If a thrombus forms in a blood vessel around your heart, this reduces the flow of blood to your heart. The term acute coronary syndrome (ACS) covers a range of disorders that are caused by this underlying problem. If you have been prescribed clopidogrel because you have ACS, it may mean that you have had a heart attack, or that you have angina pain that is not well controlled.

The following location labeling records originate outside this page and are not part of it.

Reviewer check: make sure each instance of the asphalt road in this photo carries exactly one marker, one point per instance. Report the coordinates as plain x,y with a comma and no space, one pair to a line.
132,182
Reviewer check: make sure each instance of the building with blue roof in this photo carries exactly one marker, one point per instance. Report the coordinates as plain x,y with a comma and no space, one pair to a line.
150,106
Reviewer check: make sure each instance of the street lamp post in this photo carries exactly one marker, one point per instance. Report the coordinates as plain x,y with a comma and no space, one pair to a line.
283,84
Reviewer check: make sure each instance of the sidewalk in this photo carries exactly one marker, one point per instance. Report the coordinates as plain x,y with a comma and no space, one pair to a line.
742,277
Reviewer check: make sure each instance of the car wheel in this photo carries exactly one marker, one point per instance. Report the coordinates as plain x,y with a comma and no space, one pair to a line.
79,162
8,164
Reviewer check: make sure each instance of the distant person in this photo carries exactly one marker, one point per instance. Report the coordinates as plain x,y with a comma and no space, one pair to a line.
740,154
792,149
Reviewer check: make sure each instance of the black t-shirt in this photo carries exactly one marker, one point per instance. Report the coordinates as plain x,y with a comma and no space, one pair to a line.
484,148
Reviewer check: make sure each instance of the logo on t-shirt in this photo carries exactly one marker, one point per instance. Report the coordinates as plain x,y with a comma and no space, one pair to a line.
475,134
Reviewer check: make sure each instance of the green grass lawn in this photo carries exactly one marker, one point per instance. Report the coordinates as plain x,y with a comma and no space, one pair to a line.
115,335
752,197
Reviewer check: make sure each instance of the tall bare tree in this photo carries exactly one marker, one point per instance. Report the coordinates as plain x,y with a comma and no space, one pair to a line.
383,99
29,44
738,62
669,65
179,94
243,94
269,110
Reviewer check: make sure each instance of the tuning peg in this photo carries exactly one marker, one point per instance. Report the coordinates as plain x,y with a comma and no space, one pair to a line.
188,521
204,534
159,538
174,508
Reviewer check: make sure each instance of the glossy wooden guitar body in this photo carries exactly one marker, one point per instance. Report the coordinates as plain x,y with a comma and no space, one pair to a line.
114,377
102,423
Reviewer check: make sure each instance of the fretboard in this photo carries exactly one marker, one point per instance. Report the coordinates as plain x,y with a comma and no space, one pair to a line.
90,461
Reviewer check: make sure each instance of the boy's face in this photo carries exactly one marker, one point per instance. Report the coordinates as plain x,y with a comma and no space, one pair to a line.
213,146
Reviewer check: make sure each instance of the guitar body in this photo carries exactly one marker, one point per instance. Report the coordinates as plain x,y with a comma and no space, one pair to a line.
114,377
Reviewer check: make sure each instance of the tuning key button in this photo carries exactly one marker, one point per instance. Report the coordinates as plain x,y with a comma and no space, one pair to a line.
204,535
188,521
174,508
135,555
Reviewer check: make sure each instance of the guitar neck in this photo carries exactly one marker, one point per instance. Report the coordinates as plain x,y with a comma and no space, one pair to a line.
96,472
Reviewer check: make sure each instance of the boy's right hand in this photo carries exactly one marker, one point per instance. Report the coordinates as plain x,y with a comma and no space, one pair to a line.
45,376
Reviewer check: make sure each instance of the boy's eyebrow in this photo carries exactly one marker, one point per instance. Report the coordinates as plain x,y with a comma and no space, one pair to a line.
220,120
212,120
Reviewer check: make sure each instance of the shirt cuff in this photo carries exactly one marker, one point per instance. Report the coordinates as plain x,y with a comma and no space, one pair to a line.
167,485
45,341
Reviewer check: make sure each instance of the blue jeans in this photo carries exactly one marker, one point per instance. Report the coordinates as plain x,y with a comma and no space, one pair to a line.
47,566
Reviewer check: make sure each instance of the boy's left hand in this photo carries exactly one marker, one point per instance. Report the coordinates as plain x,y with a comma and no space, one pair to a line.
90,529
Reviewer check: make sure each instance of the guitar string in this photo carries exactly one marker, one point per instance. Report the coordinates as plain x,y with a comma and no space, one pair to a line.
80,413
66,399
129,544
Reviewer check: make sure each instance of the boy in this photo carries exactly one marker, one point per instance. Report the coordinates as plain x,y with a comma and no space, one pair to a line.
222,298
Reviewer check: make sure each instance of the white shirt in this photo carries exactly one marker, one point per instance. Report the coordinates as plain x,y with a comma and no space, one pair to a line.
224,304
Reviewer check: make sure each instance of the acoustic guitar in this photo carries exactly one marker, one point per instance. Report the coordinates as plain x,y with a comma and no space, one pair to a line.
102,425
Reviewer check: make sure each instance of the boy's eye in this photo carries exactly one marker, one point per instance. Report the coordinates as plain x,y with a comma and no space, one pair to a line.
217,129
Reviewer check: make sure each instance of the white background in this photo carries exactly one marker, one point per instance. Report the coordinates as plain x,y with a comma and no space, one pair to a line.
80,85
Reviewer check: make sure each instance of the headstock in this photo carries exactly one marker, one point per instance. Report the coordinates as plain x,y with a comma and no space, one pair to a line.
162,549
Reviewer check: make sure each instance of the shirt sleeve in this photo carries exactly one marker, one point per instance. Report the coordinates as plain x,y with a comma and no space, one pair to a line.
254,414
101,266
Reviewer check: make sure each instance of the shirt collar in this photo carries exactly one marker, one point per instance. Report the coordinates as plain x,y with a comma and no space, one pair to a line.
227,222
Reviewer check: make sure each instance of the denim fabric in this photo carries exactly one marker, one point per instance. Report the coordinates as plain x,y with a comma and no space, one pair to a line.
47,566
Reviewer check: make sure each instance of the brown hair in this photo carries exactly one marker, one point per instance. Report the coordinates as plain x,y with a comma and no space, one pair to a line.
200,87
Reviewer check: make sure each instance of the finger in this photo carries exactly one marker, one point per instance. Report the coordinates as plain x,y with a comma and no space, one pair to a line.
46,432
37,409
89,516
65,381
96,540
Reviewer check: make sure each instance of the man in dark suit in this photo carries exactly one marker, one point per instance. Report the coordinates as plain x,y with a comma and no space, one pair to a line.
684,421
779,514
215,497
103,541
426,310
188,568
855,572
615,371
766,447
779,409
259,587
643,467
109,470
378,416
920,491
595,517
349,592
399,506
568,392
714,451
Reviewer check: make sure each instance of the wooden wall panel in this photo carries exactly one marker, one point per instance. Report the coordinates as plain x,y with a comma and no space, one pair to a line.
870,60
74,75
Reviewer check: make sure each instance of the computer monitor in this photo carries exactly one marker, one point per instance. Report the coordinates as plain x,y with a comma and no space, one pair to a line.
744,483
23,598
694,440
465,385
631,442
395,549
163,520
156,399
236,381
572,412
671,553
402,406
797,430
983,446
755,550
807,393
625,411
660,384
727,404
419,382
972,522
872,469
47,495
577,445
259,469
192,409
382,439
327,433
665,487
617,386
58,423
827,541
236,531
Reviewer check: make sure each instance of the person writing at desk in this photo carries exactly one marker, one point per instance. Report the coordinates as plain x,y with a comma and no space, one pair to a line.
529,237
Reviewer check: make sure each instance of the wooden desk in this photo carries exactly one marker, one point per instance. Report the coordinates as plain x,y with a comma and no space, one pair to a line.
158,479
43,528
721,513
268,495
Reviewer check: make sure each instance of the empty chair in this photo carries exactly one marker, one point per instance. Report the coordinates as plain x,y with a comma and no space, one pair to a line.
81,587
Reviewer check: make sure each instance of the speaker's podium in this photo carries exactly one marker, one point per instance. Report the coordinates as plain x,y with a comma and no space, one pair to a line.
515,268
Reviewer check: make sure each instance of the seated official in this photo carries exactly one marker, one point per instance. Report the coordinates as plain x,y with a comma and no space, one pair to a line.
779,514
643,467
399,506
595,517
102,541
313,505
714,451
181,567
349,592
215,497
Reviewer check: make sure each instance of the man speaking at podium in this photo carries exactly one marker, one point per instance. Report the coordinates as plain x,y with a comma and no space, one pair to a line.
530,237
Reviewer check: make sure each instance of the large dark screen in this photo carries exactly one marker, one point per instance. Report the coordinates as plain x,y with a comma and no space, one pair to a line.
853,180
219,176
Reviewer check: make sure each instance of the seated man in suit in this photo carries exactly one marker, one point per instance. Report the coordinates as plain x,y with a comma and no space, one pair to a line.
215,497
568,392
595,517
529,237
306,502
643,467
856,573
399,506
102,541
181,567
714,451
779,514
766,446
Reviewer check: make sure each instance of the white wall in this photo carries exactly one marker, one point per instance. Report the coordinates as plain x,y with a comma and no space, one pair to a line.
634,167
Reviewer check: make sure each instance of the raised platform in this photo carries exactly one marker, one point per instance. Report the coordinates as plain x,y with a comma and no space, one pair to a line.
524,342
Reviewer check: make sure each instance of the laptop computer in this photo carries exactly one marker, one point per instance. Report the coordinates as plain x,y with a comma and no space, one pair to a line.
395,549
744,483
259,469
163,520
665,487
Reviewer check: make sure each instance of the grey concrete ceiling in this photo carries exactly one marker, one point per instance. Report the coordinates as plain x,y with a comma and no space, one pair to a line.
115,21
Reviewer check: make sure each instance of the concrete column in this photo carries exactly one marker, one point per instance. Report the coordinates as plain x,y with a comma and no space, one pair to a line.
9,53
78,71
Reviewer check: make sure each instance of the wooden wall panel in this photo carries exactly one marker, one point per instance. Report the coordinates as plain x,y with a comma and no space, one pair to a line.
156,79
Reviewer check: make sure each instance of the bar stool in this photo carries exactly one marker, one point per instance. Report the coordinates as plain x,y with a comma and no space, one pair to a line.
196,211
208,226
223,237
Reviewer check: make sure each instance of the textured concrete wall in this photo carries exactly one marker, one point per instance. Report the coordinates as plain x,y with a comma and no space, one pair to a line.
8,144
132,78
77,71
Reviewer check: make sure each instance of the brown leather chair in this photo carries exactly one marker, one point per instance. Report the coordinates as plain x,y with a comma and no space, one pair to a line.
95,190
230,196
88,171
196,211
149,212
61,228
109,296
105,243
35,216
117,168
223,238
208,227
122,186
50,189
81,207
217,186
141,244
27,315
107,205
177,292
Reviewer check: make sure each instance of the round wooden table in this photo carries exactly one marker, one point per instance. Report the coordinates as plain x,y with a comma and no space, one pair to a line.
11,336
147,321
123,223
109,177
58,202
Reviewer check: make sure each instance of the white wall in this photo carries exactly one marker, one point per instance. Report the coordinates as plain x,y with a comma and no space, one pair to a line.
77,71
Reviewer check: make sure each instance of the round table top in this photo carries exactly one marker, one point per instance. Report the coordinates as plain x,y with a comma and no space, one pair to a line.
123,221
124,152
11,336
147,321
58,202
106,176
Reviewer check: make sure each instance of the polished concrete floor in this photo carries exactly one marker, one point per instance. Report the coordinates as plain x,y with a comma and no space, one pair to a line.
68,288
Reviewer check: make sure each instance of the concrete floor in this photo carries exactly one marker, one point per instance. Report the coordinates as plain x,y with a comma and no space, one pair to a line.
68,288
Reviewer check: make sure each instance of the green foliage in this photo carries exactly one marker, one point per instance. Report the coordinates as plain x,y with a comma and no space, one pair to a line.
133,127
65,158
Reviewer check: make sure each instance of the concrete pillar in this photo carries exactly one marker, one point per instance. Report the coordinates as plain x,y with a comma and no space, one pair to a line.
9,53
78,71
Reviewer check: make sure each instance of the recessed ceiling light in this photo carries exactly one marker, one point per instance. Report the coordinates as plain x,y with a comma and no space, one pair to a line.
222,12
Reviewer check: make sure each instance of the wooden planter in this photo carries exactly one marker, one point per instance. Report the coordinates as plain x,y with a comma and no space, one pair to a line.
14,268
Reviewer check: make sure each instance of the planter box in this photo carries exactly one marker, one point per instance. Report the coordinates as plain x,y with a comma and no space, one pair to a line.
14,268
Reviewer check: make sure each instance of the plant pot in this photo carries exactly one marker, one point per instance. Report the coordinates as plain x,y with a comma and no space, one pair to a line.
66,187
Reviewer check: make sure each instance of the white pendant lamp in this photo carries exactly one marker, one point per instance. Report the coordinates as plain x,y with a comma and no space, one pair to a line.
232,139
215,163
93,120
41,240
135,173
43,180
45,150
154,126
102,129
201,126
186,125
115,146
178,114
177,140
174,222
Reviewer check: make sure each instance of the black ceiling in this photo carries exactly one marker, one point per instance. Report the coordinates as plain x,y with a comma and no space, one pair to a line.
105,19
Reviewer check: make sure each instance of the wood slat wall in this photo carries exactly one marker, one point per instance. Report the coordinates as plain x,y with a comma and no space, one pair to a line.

Clopidogrel reduces the stickiness of platelets, and this helps prevent the platelets from sticking to the inside of an artery and forming a thrombus. This reduces the risk of you having a heart attack or stroke, as well as Raynaud's attacks.
Before taking Clopidogrel
Some medicines are not suitable for people with certain conditions, and sometimes a medicine may only be used if extra care is taken. For these reasons, before you start taking clopidogrel it is important that your doctor knows:
- If you are pregnant or breast-feeding
- If you have a condition which causes bleeding (such as a stomach ulcer), or if you have recently had surgery or an injury
- If you have any problems with the way your liver works or with the way your kidneys work
- If you have ever had an allergic reaction to a medicine
- If you are taking any other medicines. This includes any medicines you are taking which are available to buy without a prescription, such as herbal and complementary medicines
How to take Clopidogrel
- Before you start taking the tablets, read the manufacturer's printed information leaflet from inside the pack. It will give you more information about clopidogrel and will provide you with a full list of the side-effects which you may experience from taking it
- Take the tablets exactly as your doctor tells you to. It is likely you will be prescribed one tablet of 75 mg clopidogrel to take each day. Although there are two strengths of clopidogrel tablets available (75 mg and 300 mg), the higher-strength tablet is only given as a first dose in some conditions
- You can take clopidogrel at whatever time of day you find easiest to remember, but take your doses at the same time of day each day. Most people prefer to take it in the morning, as they find this helps them to remember to take it regularly. You can take the tablet either before or after a meal
- If you forget to take a dose, take it as soon as you remember. If you do not remember until more than 12 hours after the time the dose should have been taken then skip the forgotten dose. Do not take two doses at the same time to make up for a missed dose
Getting the most from your treatment
- Try to keep all your regular appointments with your doctor. This is so your doctor can check on your progress
- Before buying or taking any 'over-the-counter' medicines, check with your pharmacist if the medicine is safe for you to take. You should not take any medicines which contain aspirin or any anti-inflammatory painkiller such as ibuprofen, unless your doctor has told you otherwise. This is because these medicines can increase the risk of bleeding when they are taken with clopidogrel. Many cold and flu remedies contain aspirin or ibuprofen
- If you are due to have an operation or dental treatment, tell the person carrying out the treatment that you are taking clopidogrel. This is because it is possible that any bleeding may take longer than normal to stop
- While you are on clopidogrel, it might take longer than normal to stop bleeding if you cut yourself. If this happens and you find it difficult to stop the bleeding, contact your doctor. Also, if you notice any unusual or unexplained bleeding, speak with your doctor about this too
Can clopidogrel cause problems?
Along with their useful effects, most medicines can cause unwanted side-effects although not everyone experiences them. The following list contains some of the most common ones associated with clopidogrel. You will find a full list in the manufacturer's information leaflet supplied with your medicine. The unwanted effects often improve as your body adjusts to the new medicine, but speak with your doctor or pharmacist if any of the following continue or become troublesome.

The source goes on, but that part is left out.